L’auteur reproche au ministre des Domaines de l’Etat de « gonfler » les chiffres de l’estimation des biens confisqués, tout en regrettant l’absence d’un audit au sujet de cette estimation. Mais un tel audit pourrait tout aussi bien donner un chiffre supérieur à l’estimation « gonflée » avancée par le ministre ! Cette éventualité semble échapper à notre auteur. Evidemment, on ne peut faire ici qu’une estimation, et l’auteur n’a pas avancé de son côté de raison valable pour la contester.

Quant aux dettes héritées par les sociétés confisquées, l’on sait qu’une bonne partie d’elles ne pouvait être honorée sous l’ancienne maffia de Ben Ali. Heureusement que la Révolution est passée par là, pour rendre leurs biens à ceux qui ont été rackettés. On ne peut que s’en réjouir, et cela n’amoindrit pas l’importance des biens confisqués, bien au contraire : qu’on songe aux caisses de sécurité sociale ou de retraite qui vont recevoir une bonne partie des avoirs confisqués et ce au bénéfice de millions de citoyens qui en ont tellement besoin en ces temps de crise.

Ces chiffres risquent-ils de « donner de beaux rêves » au peuple et le démobiliser, comme le prétend l’auteur ? Si l’on suit cette logique, il faudrait revenir sur le principe même de la confiscation et sur le droit du peuple aux biens dont il a été spolié. Quant à la mentalité de la paresse, elle n’a rien à voir avec notre sujet, elle devrait faire appel à des causes sociopolitiques héritées de décennies de corruption et d’injustice sociale, dont l’auteur, on le regrette, ne parle pas.

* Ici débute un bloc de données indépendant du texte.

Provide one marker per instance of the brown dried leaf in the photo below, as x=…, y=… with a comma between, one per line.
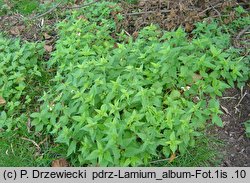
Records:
x=48, y=48
x=60, y=163
x=2, y=101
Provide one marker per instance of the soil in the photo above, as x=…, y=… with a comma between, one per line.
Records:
x=235, y=103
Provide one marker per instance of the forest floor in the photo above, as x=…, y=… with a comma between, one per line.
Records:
x=235, y=103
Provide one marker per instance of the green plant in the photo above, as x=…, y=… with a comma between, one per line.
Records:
x=127, y=105
x=247, y=126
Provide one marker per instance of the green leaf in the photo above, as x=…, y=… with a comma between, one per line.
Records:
x=72, y=148
x=217, y=120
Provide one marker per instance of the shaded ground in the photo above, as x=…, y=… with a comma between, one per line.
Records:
x=236, y=106
x=173, y=13
x=234, y=103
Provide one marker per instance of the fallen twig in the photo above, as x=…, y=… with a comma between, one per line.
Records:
x=57, y=5
x=209, y=8
x=160, y=160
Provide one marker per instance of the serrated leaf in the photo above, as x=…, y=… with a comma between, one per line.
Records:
x=72, y=148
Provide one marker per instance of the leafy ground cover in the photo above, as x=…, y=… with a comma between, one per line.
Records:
x=103, y=94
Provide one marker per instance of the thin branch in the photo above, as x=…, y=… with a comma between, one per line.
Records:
x=38, y=147
x=209, y=8
x=160, y=160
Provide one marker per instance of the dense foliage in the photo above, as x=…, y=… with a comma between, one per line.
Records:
x=120, y=101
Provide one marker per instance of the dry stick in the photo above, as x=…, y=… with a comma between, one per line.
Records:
x=53, y=8
x=209, y=8
x=157, y=161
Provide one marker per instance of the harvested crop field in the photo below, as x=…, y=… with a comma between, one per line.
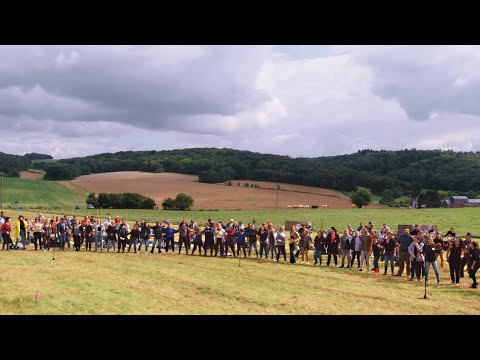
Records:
x=212, y=196
x=31, y=175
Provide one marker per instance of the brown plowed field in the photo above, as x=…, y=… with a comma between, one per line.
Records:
x=31, y=175
x=212, y=196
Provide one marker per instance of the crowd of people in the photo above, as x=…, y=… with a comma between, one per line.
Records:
x=414, y=250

La dernière question soulevée par l’article d’Africanmanager concerne l’annonce par le président de la Commission de Confiscation d’une liste supplémentaire de trente trois nouvelles personnes ayant trempé dans les malversations et les trafics d’influence de l’ancien régime. L’auteur accuse la Commission d’en avoir disposé « sans aucune décision législative prise par l’Assemblée constituante… et sans décision de justice et par simple volonté d’étendre la décision de confiscation ». Il est vrai, et effectivement, en l’absence de décision de la Constituante, le seul texte disponible pour combler ce vide est celui du décret-loi n° 13 du 14 mars 2011 sur la Confiscation, qui édicte au deuxième volet de l’Article 1er la possibilité d’étendre la loi à toute personne « dont il est prouvé l’obtention de biens meubles ou immeubles ou droits par l’effet de ses relations avec les dites personnes » liées aux 114 personnes désignées en annexe du Décret-loi. Mais il faut ajouter ici que cette loi n’a pas précisé les procédures de leur sélection. Pour ce faire la Commission a établi des critères de confiscation que M. Néjib Hnane, Président de la Commission de la Confiscation a énumérés comme suit : « Premier critère, il faut que ces tierces personnes doivent avoir un rapport avec les 114 personnes, entre autre familiaux. Deuxième critère, ces personnes doivent avoir tiré un profit personnel de leurs rapports avec ces 114 personnes. Dans le troisième critère on a précisé quel genre de profit : violation caractérisée de la loi ou utilisation de la loi à des fins personnelles. Le quatrième critère, qui vise à protéger notre décision de toute irrégularité et de toute iniquité et de toute violation de la loi, consiste en la relation de causalité qui doit être absolument établie entre ces personnes tierces, la liste des 114 et la corruption. »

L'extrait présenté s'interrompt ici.